INGREDIENTS:-
- Onion 2
- Tomatoes 3
- Salt 3 tsp
- Tamarind 1 tbsp
- Jaggery 1 tbsp
- Water 5 cups
- Oil 1 tbsp
- Turmeric 1 tsp
FOR GRINDING:-
- Coconut 1/2 cup
- Red chilies 10
- Byadagi chilies 10
- Bengal gram 2 tbsps
- Urad dhal 1 tsp
- Rice 1 tsp
- Coriander seeds 1 tbsp
- Cumin seeds 1 tsp
- Methi seeds 1/4 tsp
- Pepper 10
- Curry leaves handful
- Oil 1 tbsp
FOR SEASONING:-
- Mustard seeds 1 tsp
- Urad dhal 1 tsp
- Bengal gram 2 tsp
- Curry leaves few
- Red chilies 5
- Hing 1 tsp
- Coconut oil 3 tbsp
- Coriander leaves handful
METHOD:-
- Heat 1 tbsp of oil and fry the masala ingredients until rice puffs up.

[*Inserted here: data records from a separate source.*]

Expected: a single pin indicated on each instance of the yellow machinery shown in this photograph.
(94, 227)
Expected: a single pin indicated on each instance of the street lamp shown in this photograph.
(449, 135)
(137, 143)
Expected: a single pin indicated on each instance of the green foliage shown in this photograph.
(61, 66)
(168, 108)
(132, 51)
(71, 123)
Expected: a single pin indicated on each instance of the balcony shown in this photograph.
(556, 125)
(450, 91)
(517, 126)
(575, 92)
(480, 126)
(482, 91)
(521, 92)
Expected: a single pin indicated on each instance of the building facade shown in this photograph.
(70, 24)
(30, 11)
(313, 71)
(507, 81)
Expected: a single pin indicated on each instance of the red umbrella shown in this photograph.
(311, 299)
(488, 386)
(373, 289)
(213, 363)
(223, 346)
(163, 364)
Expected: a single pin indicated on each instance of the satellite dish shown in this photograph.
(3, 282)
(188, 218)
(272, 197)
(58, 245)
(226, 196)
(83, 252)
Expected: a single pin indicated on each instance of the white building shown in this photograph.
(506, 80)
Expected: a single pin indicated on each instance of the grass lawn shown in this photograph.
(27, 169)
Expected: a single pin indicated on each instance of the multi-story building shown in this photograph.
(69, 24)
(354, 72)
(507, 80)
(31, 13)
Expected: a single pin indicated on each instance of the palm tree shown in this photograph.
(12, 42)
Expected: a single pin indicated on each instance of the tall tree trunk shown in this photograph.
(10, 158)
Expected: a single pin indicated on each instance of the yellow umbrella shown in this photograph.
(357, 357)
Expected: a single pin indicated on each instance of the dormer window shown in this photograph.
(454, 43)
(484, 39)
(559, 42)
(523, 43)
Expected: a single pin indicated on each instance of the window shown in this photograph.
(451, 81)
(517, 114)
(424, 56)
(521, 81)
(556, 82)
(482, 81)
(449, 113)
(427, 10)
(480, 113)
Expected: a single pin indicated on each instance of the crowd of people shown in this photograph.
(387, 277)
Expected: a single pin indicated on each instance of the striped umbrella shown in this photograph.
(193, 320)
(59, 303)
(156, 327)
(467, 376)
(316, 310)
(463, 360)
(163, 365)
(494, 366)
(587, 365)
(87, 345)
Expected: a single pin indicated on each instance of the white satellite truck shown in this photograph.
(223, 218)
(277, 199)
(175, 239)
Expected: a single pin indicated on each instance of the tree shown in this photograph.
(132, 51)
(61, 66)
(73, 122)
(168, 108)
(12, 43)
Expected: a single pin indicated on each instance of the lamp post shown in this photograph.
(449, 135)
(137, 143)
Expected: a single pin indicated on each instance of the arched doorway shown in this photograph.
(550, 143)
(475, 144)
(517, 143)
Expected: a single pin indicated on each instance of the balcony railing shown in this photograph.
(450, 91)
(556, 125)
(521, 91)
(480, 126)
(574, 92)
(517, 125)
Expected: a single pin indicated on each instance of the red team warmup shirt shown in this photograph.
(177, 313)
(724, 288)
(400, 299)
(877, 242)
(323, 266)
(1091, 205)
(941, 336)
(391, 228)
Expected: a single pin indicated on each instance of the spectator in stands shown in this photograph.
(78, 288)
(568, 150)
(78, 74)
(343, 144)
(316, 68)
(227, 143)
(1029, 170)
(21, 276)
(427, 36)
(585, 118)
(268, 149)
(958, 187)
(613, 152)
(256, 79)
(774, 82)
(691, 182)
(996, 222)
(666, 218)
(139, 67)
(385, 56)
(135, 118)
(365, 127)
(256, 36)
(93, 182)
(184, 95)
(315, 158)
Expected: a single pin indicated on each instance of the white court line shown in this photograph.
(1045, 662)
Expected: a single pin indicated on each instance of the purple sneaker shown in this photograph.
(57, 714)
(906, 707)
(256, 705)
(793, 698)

- Fry until the curry leaves are crisp, spread on a plate and cool it.
- Slice onion, cut tomatoes, and coriander leaves, grind masala to a smooth paste.
- Heat 1 tbsp of oil saute onion for 1 minute and add tomatoes, turmeric, salt and fry.
- Mash tomatoes, add masala paste, tamarind paste ans jaggery, water and stir.
- Cook for 3 whistles, check salt and heat 3 tbsps of oil add seasoning.
- Splutter mustard seeds, fry dhal, hing, curry leaves and red chilies.
- Pour over sambar, garnish with coriander leaves.
- Serve with tatte idly, normal idlies, dosa.